'Tornado TV' gets students excited

It was supposed to be a nice, seasonal feature highlighting the perks of cutting down your own Christmas tree instead of purchasing a pre-cut fir from a lot. But what took Hoover High School’s film crew an entire day to produce was wiped out in seconds.

“We actually went to a place where you can chop down your own Christmas tree, did a whole day of shooting, and then somebody by accident recorded over it because [the tape] wasn’t labeled correctly,” on-air reporter Cain Buckler, 17, said.

It was just one of several learning-on-the-job experiences for a dozen Hoover students who have spent the last several months developing the high school’s television show, “Tornado TV,” set to air this weekend for the first time.

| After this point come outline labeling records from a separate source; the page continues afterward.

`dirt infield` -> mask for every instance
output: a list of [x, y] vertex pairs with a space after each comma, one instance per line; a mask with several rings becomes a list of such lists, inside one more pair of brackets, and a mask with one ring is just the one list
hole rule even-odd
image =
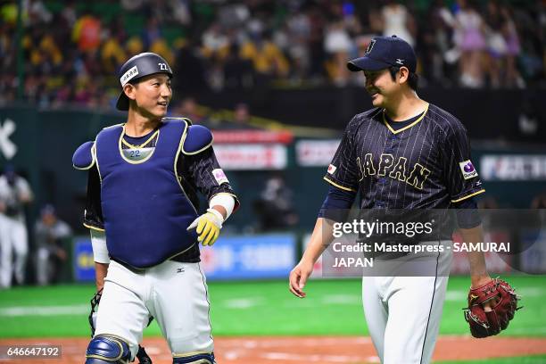
[[[81, 364], [86, 338], [4, 339], [0, 345], [61, 345], [61, 359], [3, 360], [10, 364]], [[215, 340], [219, 363], [230, 364], [364, 364], [378, 363], [369, 337], [219, 337]], [[144, 344], [154, 364], [170, 364], [172, 357], [162, 338], [145, 338]], [[3, 352], [5, 352], [4, 350]], [[4, 352], [2, 352], [4, 354]], [[440, 336], [434, 360], [455, 360], [546, 354], [546, 339]]]

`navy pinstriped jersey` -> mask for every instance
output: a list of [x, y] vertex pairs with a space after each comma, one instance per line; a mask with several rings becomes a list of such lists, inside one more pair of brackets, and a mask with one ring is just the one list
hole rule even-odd
[[394, 130], [384, 112], [376, 108], [352, 118], [324, 179], [360, 192], [361, 209], [446, 209], [484, 192], [457, 118], [431, 103]]

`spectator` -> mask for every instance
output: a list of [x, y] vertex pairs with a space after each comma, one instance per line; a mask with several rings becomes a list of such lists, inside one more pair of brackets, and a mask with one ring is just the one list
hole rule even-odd
[[293, 205], [294, 193], [280, 175], [266, 181], [260, 198], [253, 203], [260, 231], [288, 229], [299, 221]]
[[482, 58], [486, 46], [484, 20], [467, 0], [459, 0], [458, 4], [459, 8], [455, 14], [455, 39], [462, 53], [459, 62], [459, 82], [466, 87], [482, 87], [484, 86]]
[[410, 43], [411, 46], [415, 46], [415, 21], [404, 5], [397, 4], [394, 0], [385, 0], [385, 4], [381, 9], [381, 15], [385, 37], [396, 35]]
[[0, 287], [12, 285], [13, 272], [18, 285], [25, 282], [29, 241], [24, 207], [32, 199], [27, 180], [15, 173], [12, 165], [5, 166], [0, 176]]
[[66, 239], [71, 229], [57, 218], [53, 205], [42, 208], [40, 219], [34, 228], [36, 236], [36, 274], [38, 285], [58, 283], [62, 267], [68, 261]]

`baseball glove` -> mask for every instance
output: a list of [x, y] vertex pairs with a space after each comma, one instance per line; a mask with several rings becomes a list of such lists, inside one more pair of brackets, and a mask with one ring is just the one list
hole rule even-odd
[[[470, 289], [468, 307], [463, 310], [472, 335], [492, 336], [508, 327], [514, 318], [514, 313], [521, 309], [517, 307], [520, 298], [510, 285], [498, 277], [481, 287]], [[492, 310], [485, 311], [484, 303], [495, 299], [498, 302], [492, 307]]]

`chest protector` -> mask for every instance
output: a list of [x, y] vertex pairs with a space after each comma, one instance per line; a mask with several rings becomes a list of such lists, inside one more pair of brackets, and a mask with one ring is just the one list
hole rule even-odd
[[188, 126], [164, 121], [155, 150], [142, 161], [122, 156], [123, 127], [96, 137], [96, 162], [110, 255], [135, 268], [155, 266], [196, 242], [186, 228], [197, 217], [177, 178], [176, 163]]

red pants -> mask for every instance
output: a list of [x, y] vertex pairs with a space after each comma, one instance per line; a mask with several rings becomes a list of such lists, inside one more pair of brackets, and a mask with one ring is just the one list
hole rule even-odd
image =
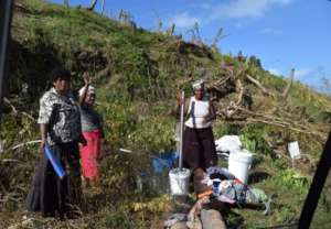
[[85, 178], [95, 179], [99, 176], [100, 134], [99, 130], [83, 132], [87, 141], [85, 146], [81, 146], [82, 173]]

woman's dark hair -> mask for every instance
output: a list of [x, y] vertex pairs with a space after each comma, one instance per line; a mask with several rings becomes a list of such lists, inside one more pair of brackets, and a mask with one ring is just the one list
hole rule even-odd
[[65, 79], [67, 81], [71, 80], [72, 74], [71, 72], [63, 68], [54, 68], [51, 73], [51, 81], [54, 83], [57, 79]]

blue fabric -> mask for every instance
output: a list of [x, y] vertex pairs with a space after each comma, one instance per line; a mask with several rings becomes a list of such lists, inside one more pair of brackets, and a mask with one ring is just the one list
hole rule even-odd
[[160, 156], [151, 156], [152, 170], [154, 173], [162, 173], [174, 167], [178, 160], [177, 152], [162, 153]]

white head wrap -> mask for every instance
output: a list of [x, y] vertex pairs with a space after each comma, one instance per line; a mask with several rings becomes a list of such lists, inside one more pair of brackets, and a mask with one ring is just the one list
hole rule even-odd
[[[85, 89], [85, 86], [79, 89], [79, 96], [83, 96], [84, 89]], [[87, 94], [95, 94], [95, 88], [93, 86], [88, 85]]]
[[193, 89], [201, 89], [204, 87], [204, 81], [202, 79], [196, 80], [192, 84]]

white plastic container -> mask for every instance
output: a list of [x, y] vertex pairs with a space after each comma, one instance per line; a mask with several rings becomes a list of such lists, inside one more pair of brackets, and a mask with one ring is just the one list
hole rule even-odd
[[228, 172], [244, 184], [247, 184], [252, 161], [253, 154], [246, 150], [231, 153], [228, 156]]
[[297, 141], [288, 144], [288, 151], [292, 160], [301, 159], [299, 143]]
[[189, 195], [190, 170], [173, 168], [169, 172], [171, 195]]

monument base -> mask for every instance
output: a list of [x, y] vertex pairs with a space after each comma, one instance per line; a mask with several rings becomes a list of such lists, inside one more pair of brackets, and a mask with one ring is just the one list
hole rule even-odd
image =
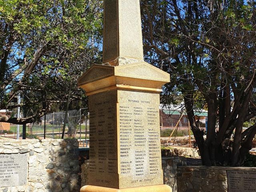
[[80, 190], [80, 192], [172, 192], [172, 191], [171, 187], [166, 185], [152, 185], [121, 189], [86, 185], [84, 186]]

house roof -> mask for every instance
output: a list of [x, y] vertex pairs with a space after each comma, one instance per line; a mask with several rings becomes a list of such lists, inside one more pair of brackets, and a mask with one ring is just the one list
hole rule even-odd
[[[166, 105], [161, 104], [159, 106], [159, 109], [163, 110], [163, 112], [167, 115], [181, 115], [183, 112], [185, 115], [187, 115], [184, 104], [182, 103], [181, 105]], [[194, 111], [194, 115], [196, 116], [207, 116], [208, 111], [204, 109], [200, 109]]]
[[[163, 110], [163, 112], [166, 114], [168, 115], [181, 115], [182, 114], [182, 112], [181, 110]], [[185, 112], [184, 114], [187, 115], [187, 113]], [[208, 115], [208, 112], [207, 111], [205, 112], [194, 112], [194, 115], [196, 116], [207, 116]]]

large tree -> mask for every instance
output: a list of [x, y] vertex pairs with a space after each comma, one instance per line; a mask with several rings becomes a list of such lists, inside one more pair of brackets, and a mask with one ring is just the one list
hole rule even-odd
[[[242, 132], [256, 115], [255, 1], [145, 0], [142, 7], [146, 58], [171, 74], [162, 102], [184, 97], [203, 164], [242, 165], [256, 134], [256, 124]], [[206, 139], [194, 115], [203, 107]]]
[[[63, 106], [71, 82], [71, 100], [86, 104], [76, 82], [99, 60], [102, 17], [96, 0], [0, 0], [0, 121], [39, 120]], [[26, 117], [14, 116], [18, 94]]]

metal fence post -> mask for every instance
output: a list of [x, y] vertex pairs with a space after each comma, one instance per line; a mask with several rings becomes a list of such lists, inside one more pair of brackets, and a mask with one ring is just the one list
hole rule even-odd
[[85, 116], [85, 140], [87, 139], [87, 115]]
[[81, 127], [82, 126], [82, 125], [81, 124], [81, 108], [80, 108], [80, 118], [79, 120], [79, 124], [80, 124], [80, 144], [81, 144]]
[[52, 138], [54, 138], [54, 112], [53, 112], [53, 122], [52, 123]]

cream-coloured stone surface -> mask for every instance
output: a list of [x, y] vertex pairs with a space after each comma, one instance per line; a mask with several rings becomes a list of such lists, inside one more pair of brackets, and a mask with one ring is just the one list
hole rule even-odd
[[158, 94], [90, 96], [89, 184], [122, 189], [163, 184]]
[[89, 95], [97, 90], [116, 88], [117, 85], [129, 86], [128, 89], [140, 88], [159, 93], [163, 85], [169, 82], [169, 74], [140, 61], [117, 66], [94, 64], [79, 78], [78, 84]]
[[143, 60], [139, 0], [104, 1], [103, 63], [118, 57]]
[[83, 187], [80, 190], [80, 192], [172, 192], [172, 189], [170, 186], [166, 185], [153, 185], [122, 189], [88, 185]]

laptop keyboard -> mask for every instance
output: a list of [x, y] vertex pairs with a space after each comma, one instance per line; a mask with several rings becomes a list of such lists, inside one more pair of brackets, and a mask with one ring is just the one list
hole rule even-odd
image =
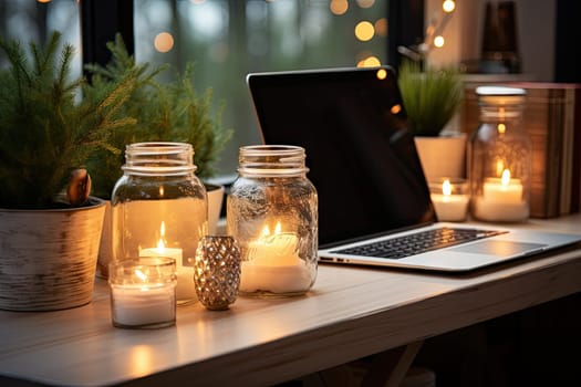
[[490, 238], [506, 231], [484, 231], [476, 229], [438, 229], [412, 233], [408, 236], [370, 242], [353, 248], [334, 250], [333, 253], [402, 259], [430, 250], [437, 250], [478, 239]]

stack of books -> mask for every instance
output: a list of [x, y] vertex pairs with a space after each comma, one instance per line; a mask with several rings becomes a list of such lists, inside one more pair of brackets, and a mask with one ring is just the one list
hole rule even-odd
[[[509, 82], [527, 91], [523, 127], [532, 142], [530, 215], [553, 218], [581, 206], [581, 84]], [[459, 125], [478, 127], [477, 84], [467, 84]]]

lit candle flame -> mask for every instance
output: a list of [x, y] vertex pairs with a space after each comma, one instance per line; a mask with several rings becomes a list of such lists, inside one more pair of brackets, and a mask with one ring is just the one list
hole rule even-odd
[[444, 182], [442, 184], [442, 194], [444, 194], [444, 196], [450, 196], [452, 195], [450, 180], [448, 180], [448, 179], [444, 180]]
[[501, 176], [505, 170], [505, 163], [502, 160], [496, 161], [496, 176]]
[[502, 177], [500, 178], [500, 182], [502, 184], [502, 187], [506, 188], [510, 184], [510, 170], [505, 169], [502, 171]]
[[165, 238], [165, 221], [162, 220], [162, 224], [159, 226], [159, 241], [157, 241], [157, 249], [159, 249], [159, 251], [162, 252], [165, 250], [164, 238]]
[[135, 275], [137, 275], [143, 282], [147, 280], [147, 275], [141, 271], [141, 269], [135, 269]]

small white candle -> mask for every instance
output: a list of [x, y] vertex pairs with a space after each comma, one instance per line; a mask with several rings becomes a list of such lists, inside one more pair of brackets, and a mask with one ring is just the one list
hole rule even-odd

The inaugural episode, which will be broadcast 4 p.m. Saturday and Sunday on the Glendale education channel, Channel 15, will include an interview with NBA great Jerry Chambers, as well as features on the dangers of texting while driving, school spirit, and the recent drama production. It can also be viewed on the “Tornado TV” YouTube channel at www.youtube.com/thetornadotimes.

“Tornado TV,” set in motion in the fall with the support of Principal Jennifer Earl, is being produced as part of a class under the umbrella of the school’s journalism program, which already publishes a monthly student newspaper, the “Tornado Times.”

The magazine-style show is entirely student-driven, said teacher Brian Crosby.

“I am sitting there and I offer suggestions, but they definitely come up with their own ideas,” Crosby said.

Crew members are responsible for generating ideas, scheduling interviews, and shooting and editing video. Much of the learning is done on the go — students share with one another what they have picked up in past multimedia classes, or turn to tutorials on YouTube.

Among the most challenging aspects of his job as videographer with “Tornado TV” was mastering how to set up and dismantle the equipment, said David Bonilla, 17.

“You have to get lots of shots so your editor will have something to work with,” David said. “You always have to be thinking about what the editor can work with.”

Editor Dahn Kim, 16, learned the basics of the film editing software Final Cut Pro in an earlier class, and then developed his skills with the help of YouTube. Dahn’s first independent projects included highlight reels of Hoover football games. Now he is responsible for all 14 minutes of the first episode of “Tornado TV.”

“It is hard to get it just right,” Dahn said. “It takes a lot of practice to get new concepts.”

The highlight of producing the show so far was the interview with Chambers, students said. Student videographer Shane Vera’s mother is friends with Chambers’ sister, and was able to make the connection. They conducted the interview at the Pan Pacific Recreation Center in Los Angeles, where the basketball star now serves as athletic director.

“The best thing is we all came with almost no experience,” Cain said of the class. “This was a new thing.”

In addition to producing a monthly show for the education channel, the broadcasting team hopes to launch a weekly video bulletin next month to be aired at Hoover High School, Crosby said.

“If nothing else, these students are so excited to come to class,” Crosby said. “For many of them, it is the highlight of their day, it is the reason they get out of bed in the morning. Schools in general should do a better job of finding classes like this.”